France’s record global sales of wine and spirits in 2006 indicate a post Iraq recovery in the U.S. and a loss of market share for Australia.
French wine and spirit exports to America, struggling in recent years due to New World competition and anti-French sentiment following the U.S. led Iraq invasion, rose 22% in 2006.
According to the Federation des Exportateurs de vins et spiritueux de France (FEVS), globally, annual exports of French wine and spirits were worth 8.74 billion euro in 2006, or the equivalent of 147 Airbus planes, an increase of almost 13% on 2005.
The United States was at the top of the export table, taking 2.4 billion euro of French wine and spirits, a 22.2% increase on 2005. The UK was second, taking 1.5 billion euro, up 8.2%.
“Post 9/11 anti French sentiment has been receding since 2003,” said U.S.-based Patrick Merrill of Merrill Research. “Up to then you could hear people saying, ‘I’ll buy anything but French.'”
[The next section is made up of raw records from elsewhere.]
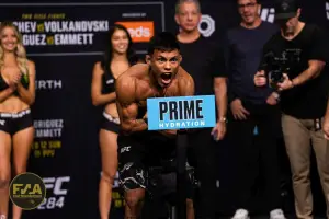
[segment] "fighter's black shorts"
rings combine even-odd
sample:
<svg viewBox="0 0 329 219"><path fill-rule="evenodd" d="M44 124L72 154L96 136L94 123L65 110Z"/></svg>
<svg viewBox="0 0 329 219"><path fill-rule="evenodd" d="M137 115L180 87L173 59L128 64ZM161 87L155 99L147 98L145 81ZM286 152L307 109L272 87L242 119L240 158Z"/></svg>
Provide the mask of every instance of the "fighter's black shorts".
<svg viewBox="0 0 329 219"><path fill-rule="evenodd" d="M0 113L0 130L10 134L33 126L31 110L24 110L18 113Z"/></svg>
<svg viewBox="0 0 329 219"><path fill-rule="evenodd" d="M118 134L117 146L120 185L124 191L148 189L149 170L152 166L162 166L175 157L175 138L164 137L158 131L143 131L131 136ZM174 170L171 173L174 173ZM173 177L168 180L175 181ZM172 186L175 188L172 182L164 182L164 184L170 188L164 185L163 189L172 189ZM186 198L190 198L193 189L192 182L189 181L188 185Z"/></svg>
<svg viewBox="0 0 329 219"><path fill-rule="evenodd" d="M120 131L120 119L114 118L110 114L106 114L105 112L103 112L101 129L118 134L118 131Z"/></svg>

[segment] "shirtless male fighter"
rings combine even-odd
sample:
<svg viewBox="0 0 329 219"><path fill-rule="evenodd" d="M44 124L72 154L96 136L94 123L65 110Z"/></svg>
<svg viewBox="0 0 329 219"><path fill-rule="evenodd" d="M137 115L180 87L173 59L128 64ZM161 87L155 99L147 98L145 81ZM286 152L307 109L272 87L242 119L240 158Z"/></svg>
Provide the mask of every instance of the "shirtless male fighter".
<svg viewBox="0 0 329 219"><path fill-rule="evenodd" d="M151 38L146 64L131 67L116 81L122 129L117 137L118 171L128 206L126 219L139 218L147 189L146 168L150 163L159 165L158 162L169 159L175 149L175 130L148 130L146 100L194 94L194 81L180 67L181 60L175 36L162 32Z"/></svg>

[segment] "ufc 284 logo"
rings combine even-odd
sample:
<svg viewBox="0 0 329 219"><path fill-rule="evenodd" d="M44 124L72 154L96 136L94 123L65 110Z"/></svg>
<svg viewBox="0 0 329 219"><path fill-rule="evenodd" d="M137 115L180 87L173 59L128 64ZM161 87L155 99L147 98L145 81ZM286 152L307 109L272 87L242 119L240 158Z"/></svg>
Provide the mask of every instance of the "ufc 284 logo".
<svg viewBox="0 0 329 219"><path fill-rule="evenodd" d="M65 206L65 198L68 194L68 184L70 176L60 177L45 177L43 178L45 187L52 192L48 197L37 207L38 210L48 210L63 208Z"/></svg>

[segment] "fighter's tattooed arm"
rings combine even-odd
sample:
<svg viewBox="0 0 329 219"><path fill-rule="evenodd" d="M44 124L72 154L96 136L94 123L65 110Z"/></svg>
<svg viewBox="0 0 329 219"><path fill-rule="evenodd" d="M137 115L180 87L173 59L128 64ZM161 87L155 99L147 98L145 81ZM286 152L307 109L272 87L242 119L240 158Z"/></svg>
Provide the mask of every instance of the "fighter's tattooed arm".
<svg viewBox="0 0 329 219"><path fill-rule="evenodd" d="M123 131L136 132L147 130L145 119L137 119L136 79L129 76L122 76L117 79L116 105Z"/></svg>

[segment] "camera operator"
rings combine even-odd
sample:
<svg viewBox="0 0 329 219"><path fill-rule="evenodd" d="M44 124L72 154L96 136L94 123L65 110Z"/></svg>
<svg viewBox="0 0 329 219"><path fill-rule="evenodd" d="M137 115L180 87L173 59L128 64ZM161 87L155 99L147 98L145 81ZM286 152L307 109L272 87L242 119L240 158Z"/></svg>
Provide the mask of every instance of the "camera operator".
<svg viewBox="0 0 329 219"><path fill-rule="evenodd" d="M275 5L275 20L281 33L264 46L264 56L273 54L276 69L263 59L254 77L258 87L275 84L281 99L282 128L292 169L297 218L313 218L310 192L310 140L329 218L329 142L321 125L328 92L327 76L321 73L327 61L325 33L316 25L299 21L300 8L295 0L281 0ZM273 59L272 59L273 61ZM281 76L277 70L281 69ZM272 72L272 73L271 73ZM274 77L273 77L273 72ZM270 76L269 76L270 73Z"/></svg>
In particular the French appear to be gaining ground at the expense of the Australians. Twelve years ago, France had 26% of the U.S. market, by volume, and the Australians only 6%.
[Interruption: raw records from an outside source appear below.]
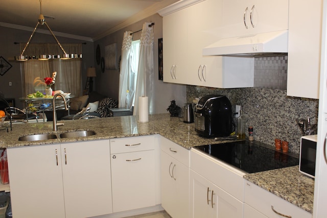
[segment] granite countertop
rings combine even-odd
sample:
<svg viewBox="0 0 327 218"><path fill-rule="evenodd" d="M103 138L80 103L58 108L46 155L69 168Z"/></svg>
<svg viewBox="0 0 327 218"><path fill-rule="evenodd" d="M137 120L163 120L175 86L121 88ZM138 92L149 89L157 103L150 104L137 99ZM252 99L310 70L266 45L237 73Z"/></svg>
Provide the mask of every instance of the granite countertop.
<svg viewBox="0 0 327 218"><path fill-rule="evenodd" d="M244 179L312 213L315 181L298 166L247 174Z"/></svg>
<svg viewBox="0 0 327 218"><path fill-rule="evenodd" d="M58 127L57 133L76 130L93 130L96 134L84 138L61 138L37 141L21 141L18 140L18 138L28 135L53 133L52 122L15 124L12 125L12 131L9 130L9 132L6 130L0 131L0 148L155 134L159 134L188 149L196 146L212 143L214 141L212 138L199 136L194 131L194 123L185 124L182 122L182 118L171 117L168 113L150 115L148 123L139 123L137 119L137 116L123 116L60 121L60 123L64 123L64 125Z"/></svg>
<svg viewBox="0 0 327 218"><path fill-rule="evenodd" d="M14 124L12 131L0 131L0 148L37 146L83 140L159 134L187 149L197 146L223 143L200 137L194 124L185 124L182 118L169 113L149 116L148 123L139 123L138 116L123 116L99 119L64 120L57 133L76 130L93 130L96 134L86 137L58 138L37 141L21 141L20 136L53 133L52 122ZM60 122L62 122L60 121ZM314 180L298 172L298 166L247 174L244 178L308 212L312 212ZM297 184L297 185L294 185Z"/></svg>

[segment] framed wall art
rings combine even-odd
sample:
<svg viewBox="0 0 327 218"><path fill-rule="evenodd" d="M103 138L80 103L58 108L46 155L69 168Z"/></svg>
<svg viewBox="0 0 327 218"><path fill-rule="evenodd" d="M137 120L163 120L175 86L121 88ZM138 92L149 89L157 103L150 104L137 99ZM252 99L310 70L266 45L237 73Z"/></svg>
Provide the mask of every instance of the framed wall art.
<svg viewBox="0 0 327 218"><path fill-rule="evenodd" d="M105 47L106 69L117 69L117 44L112 43Z"/></svg>

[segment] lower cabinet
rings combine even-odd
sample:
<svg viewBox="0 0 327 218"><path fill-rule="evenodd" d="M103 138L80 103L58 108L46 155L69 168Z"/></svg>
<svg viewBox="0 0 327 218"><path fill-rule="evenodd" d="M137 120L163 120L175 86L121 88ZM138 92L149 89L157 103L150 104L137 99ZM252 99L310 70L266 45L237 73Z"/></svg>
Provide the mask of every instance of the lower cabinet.
<svg viewBox="0 0 327 218"><path fill-rule="evenodd" d="M155 147L153 135L110 139L113 212L156 205Z"/></svg>
<svg viewBox="0 0 327 218"><path fill-rule="evenodd" d="M245 180L244 218L310 218L311 213Z"/></svg>
<svg viewBox="0 0 327 218"><path fill-rule="evenodd" d="M243 203L191 171L192 217L242 218Z"/></svg>
<svg viewBox="0 0 327 218"><path fill-rule="evenodd" d="M109 140L8 148L7 155L15 218L112 212Z"/></svg>
<svg viewBox="0 0 327 218"><path fill-rule="evenodd" d="M190 151L161 139L161 206L173 218L188 218Z"/></svg>

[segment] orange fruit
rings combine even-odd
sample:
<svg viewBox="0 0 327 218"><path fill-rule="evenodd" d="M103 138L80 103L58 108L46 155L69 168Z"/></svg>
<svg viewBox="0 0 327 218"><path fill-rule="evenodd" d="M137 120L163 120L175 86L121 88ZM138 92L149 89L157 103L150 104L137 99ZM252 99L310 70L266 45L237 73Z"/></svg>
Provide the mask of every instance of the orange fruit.
<svg viewBox="0 0 327 218"><path fill-rule="evenodd" d="M0 117L3 117L6 116L6 113L3 110L0 110Z"/></svg>

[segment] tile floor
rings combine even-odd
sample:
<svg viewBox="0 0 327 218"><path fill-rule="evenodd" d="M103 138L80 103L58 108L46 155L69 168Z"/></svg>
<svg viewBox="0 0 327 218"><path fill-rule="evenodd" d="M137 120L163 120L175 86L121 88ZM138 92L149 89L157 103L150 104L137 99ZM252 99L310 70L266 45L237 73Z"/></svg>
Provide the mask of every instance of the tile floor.
<svg viewBox="0 0 327 218"><path fill-rule="evenodd" d="M171 218L165 210L154 213L146 213L145 214L128 216L125 218Z"/></svg>

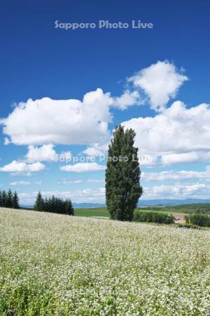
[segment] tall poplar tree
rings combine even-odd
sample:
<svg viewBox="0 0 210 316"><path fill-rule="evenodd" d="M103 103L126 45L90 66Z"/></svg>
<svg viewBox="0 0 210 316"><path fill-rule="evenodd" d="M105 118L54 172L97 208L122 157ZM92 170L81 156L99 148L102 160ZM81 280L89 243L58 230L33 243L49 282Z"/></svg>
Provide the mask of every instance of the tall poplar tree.
<svg viewBox="0 0 210 316"><path fill-rule="evenodd" d="M134 131L119 126L108 147L106 171L106 199L112 219L132 220L142 194L138 149Z"/></svg>
<svg viewBox="0 0 210 316"><path fill-rule="evenodd" d="M44 207L44 201L41 196L41 193L39 191L39 192L37 195L36 199L36 202L34 204L34 210L43 211L43 207Z"/></svg>

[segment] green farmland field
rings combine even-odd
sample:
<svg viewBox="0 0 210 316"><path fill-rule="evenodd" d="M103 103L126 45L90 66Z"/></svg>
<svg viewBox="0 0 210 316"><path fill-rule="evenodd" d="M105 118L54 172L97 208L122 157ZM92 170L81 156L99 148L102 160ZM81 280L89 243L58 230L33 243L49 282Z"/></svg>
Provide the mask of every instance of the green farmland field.
<svg viewBox="0 0 210 316"><path fill-rule="evenodd" d="M1 316L202 316L210 232L0 209Z"/></svg>
<svg viewBox="0 0 210 316"><path fill-rule="evenodd" d="M75 209L74 214L77 216L85 217L109 217L109 213L106 208Z"/></svg>

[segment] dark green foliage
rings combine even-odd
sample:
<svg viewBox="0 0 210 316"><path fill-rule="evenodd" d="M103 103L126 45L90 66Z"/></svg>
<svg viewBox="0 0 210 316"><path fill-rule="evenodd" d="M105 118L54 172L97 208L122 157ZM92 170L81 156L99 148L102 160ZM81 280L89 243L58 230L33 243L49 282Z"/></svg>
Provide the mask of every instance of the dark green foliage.
<svg viewBox="0 0 210 316"><path fill-rule="evenodd" d="M41 196L41 192L39 192L37 195L35 204L34 206L34 211L43 211L44 206L44 201Z"/></svg>
<svg viewBox="0 0 210 316"><path fill-rule="evenodd" d="M159 224L174 224L174 218L172 215L155 212L142 212L138 209L135 210L134 221L157 223Z"/></svg>
<svg viewBox="0 0 210 316"><path fill-rule="evenodd" d="M134 209L142 194L138 149L134 147L134 137L132 129L125 131L119 126L108 147L106 198L112 219L132 220Z"/></svg>
<svg viewBox="0 0 210 316"><path fill-rule="evenodd" d="M10 209L20 209L18 193L13 194L10 189L8 192L0 191L0 206Z"/></svg>
<svg viewBox="0 0 210 316"><path fill-rule="evenodd" d="M13 197L13 209L20 209L19 197L16 191Z"/></svg>
<svg viewBox="0 0 210 316"><path fill-rule="evenodd" d="M46 197L43 199L40 192L38 193L34 209L49 213L74 215L74 208L70 199L64 201L52 195L52 197Z"/></svg>
<svg viewBox="0 0 210 316"><path fill-rule="evenodd" d="M8 207L10 209L13 207L13 192L10 190L10 189L9 189L6 195L6 207Z"/></svg>
<svg viewBox="0 0 210 316"><path fill-rule="evenodd" d="M208 215L192 214L189 216L190 224L210 227L210 216Z"/></svg>
<svg viewBox="0 0 210 316"><path fill-rule="evenodd" d="M202 228L198 226L197 225L192 225L192 224L178 224L178 228L191 228L192 230L202 230Z"/></svg>

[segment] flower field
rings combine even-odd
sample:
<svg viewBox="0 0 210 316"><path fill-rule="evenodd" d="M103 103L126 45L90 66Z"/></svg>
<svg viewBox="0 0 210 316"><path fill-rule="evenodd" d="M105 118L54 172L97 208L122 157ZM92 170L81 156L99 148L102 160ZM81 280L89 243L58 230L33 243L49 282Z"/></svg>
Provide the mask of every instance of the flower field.
<svg viewBox="0 0 210 316"><path fill-rule="evenodd" d="M209 315L210 232L0 209L0 315Z"/></svg>

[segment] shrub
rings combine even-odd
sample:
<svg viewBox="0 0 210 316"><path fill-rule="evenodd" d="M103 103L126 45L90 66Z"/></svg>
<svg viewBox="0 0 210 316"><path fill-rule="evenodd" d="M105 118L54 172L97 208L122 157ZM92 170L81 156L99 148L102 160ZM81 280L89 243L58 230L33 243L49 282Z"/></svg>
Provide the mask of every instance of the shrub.
<svg viewBox="0 0 210 316"><path fill-rule="evenodd" d="M210 227L210 216L208 215L192 214L189 216L190 224L202 227Z"/></svg>
<svg viewBox="0 0 210 316"><path fill-rule="evenodd" d="M134 221L157 223L158 224L174 224L174 218L172 215L162 213L144 212L136 210L134 214Z"/></svg>

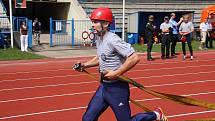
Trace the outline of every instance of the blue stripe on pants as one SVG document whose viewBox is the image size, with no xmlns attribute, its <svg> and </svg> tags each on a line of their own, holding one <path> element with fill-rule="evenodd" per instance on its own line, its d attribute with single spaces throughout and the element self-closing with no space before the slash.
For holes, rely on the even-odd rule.
<svg viewBox="0 0 215 121">
<path fill-rule="evenodd" d="M 102 83 L 92 97 L 82 121 L 97 121 L 99 116 L 111 107 L 117 121 L 153 121 L 154 112 L 139 113 L 131 117 L 129 106 L 129 85 L 124 82 Z"/>
</svg>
The figures in 2005, post 9/11 and the Iraq invasion, changed significantly to show France holding only 12% of the market, and Australia falling back to 31%.
The 2006 figures show France creeping back up to a 14%, and Australia falling back to 29%.
Driving the 1.3 billion euro of wine exports to the U.S. in 2006 was Bordeaux, which showed a 49.6% increase thanks to sales of the 2003 vintage.
Spirits exports to the U.S., France’s number one market, were just over one billion euro, up 26%, with Cognac accounting for half of this.